Anders als Vietnam halten sich die südostasiatischen Nachbarländer seit der Katastrophe in Japan mit Lobeshymnen auf die Atomkraft zurück. So äußerte sich Thailands Ministerpräsident Abhisit Vejjajiva besorgt über mögliche Störfälle und die Gefahr durch Terroranschläge.
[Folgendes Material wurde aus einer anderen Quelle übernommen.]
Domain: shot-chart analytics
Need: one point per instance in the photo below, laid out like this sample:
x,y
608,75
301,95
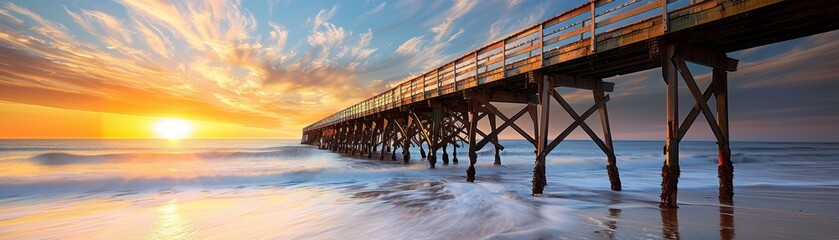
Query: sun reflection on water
x,y
171,225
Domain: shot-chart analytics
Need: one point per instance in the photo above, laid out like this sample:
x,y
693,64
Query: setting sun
x,y
172,129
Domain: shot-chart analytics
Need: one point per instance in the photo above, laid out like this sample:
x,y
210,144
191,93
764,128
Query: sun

Indonesiens Umweltminister Gusti Muhammad Hatta erklärte kürzlich gegenüber der Tageszeitung 'The Jakarta Post', dass es beim Bau von Atomkraftanlagen kein Grund zur Eile gebe, "es sei denn, uns gehen die Energieressourcen aus". Der philippinische Staatspräsident Benigno Aquino erklärte unter dem Eindruck des japanischen Atom-GAU, dass sein Land keinen Atomstrom brauche und sich stattdessen auf den Ausbau der erneuerbaren Energien verlegen wolle.


Erdbebengefahr

Der Bau von Atomkraftwerken in Indonesien und auf den Philippinen ist umstritten, da beide Länder im sogenannten Pazifischen Feuerring liegen, einem erdbebenreichen Vulkangürtel. "Hier Atomkraftwerke zu bauen, hieße mit dem Leben der dort lebenden Menschen zu spielen", warnte Tara Buakamsri, südostasiatischer Kampagnenleiter der internationalen Umweltorganisation Greenpeace.

Zu schaffen macht der gesamten Region das Fehlen eines Protokolls über nukleare Sicherheit für den Verband Südostasiatischer Staaten (ASEAN). Dem Länderblock gehören Brunei, Burma (Myanmar), Indonesien, Kambodscha, Laos, Malaysia, die Philippines, Singapur, Thailand und Vietnam an. Das einzige Abkommen, das die ASEAN-Staaten zum Thema nukleare Sicherheit unterzeichnet haben, ist der Vertrag über die Südostasiatische atomwaffenfreie Zone von 1995.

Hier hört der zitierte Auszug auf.